Every year, our school holds 2 feasts, for Thanksgiving and for Christmas/winter holidays.  Now by feast, I mean they serve a turkey dinner in the cafeteria.  They send home bulletins about these feasts so parents know about them and can reserve their paid (that's exactly how they write it) meals.  They make a huge fuss about how one feast will be for half the school (say kindergarten through second grade) and the other for the rest.  Given the 3 year split between my kids, someone in this house is always invited to every feast.

So today was the Thanksgiving feast, and it was Sabrina's turn.  So I sent her off this morning sans lunchbox, expecting to hear how tasty/dry/yucky/fabulous the feast was.  I knew the cafeteria was fancied up with fall decorations and this was a big deal and very nice thing for the school to do for the kids.  Since this wasn't my first rodeo, I decided to abstain (I really didn't want to fork over cash for school cafeteria food, no matter what school district celebrity was dishing it out).  I'm an school a-plenty, including lots of lunches when I'm either volunteering to help the teachers maintain order to just hanging with the kids.  No biggie.

Well, at approximately 8 minutes into Sabrina's lunchtime, I got a call from a friend whose daughter is in class with mine, asking if I would be coming because Sabrina was very confused and wouldn't go through the food line.  Good gracious.  I told her to send Sabrina through the line, which she should have figured out since she didn't have a packed lunch, all the while wondering why it wasn't just a given because all the kids were getting this special feast today, right?  Turkey for everybody, yes?

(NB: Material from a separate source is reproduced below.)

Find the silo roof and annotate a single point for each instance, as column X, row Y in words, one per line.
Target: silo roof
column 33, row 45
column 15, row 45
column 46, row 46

Of course, I felt completely guilty, so I threw on my shoes and hightailed it up to school.  She's just sat down with her tray when I caught up with her, and she looked a little dejected until she saw me.  I asked her if she thought I was coming all along, but she just shrugged, which meant yes.  Strike one, Mommy.  And then I asked her the question that was bugging me since I hung up the phone.  "Sabrina, did you have to pay for this feast?" "Uh huh."

I swear, in the 5 previous years we have been a part of this school, the feast have always been free for the students.  I remember each and every time I have to send money to school - and there are many - but never for this.  So not only did my daughter expect me to be somewhere I really had no plan to be (not that I would have said no if she'd asked), she had to overdraw her lunch account to participate.  Luckily, I had some cash in my pocket and could put her account back in the black, but I was a little steamed and a lot confused.  That fancy purple flyer (see, I remember the color of the note!) didn't say anything about the cost of the student meal.  The parent meal, sure, because you had to make a reservation, but not the kids.  Strikes two and three, Mommy.  You are OUT.

I realize this is so not a major thing and Sabrina will not be scarred for life.  She's probably forgotten about the whole business by now.  But I'm annoyed.  Maybe I'm naive to think anything like this could just be a nice gift.  Or just entirely too optimistic.

Hopefully, the three remaining Thanksgiving dinners we'll be having over the next ten days will negate this starter meal.  I guarantee my potatoes won't come from a box.

1 comment:

  1. We have to send money to help with the contribution of each class's dish, so I believe the end product is free. H will not eat it though so I'm likely still sending a meal in for him.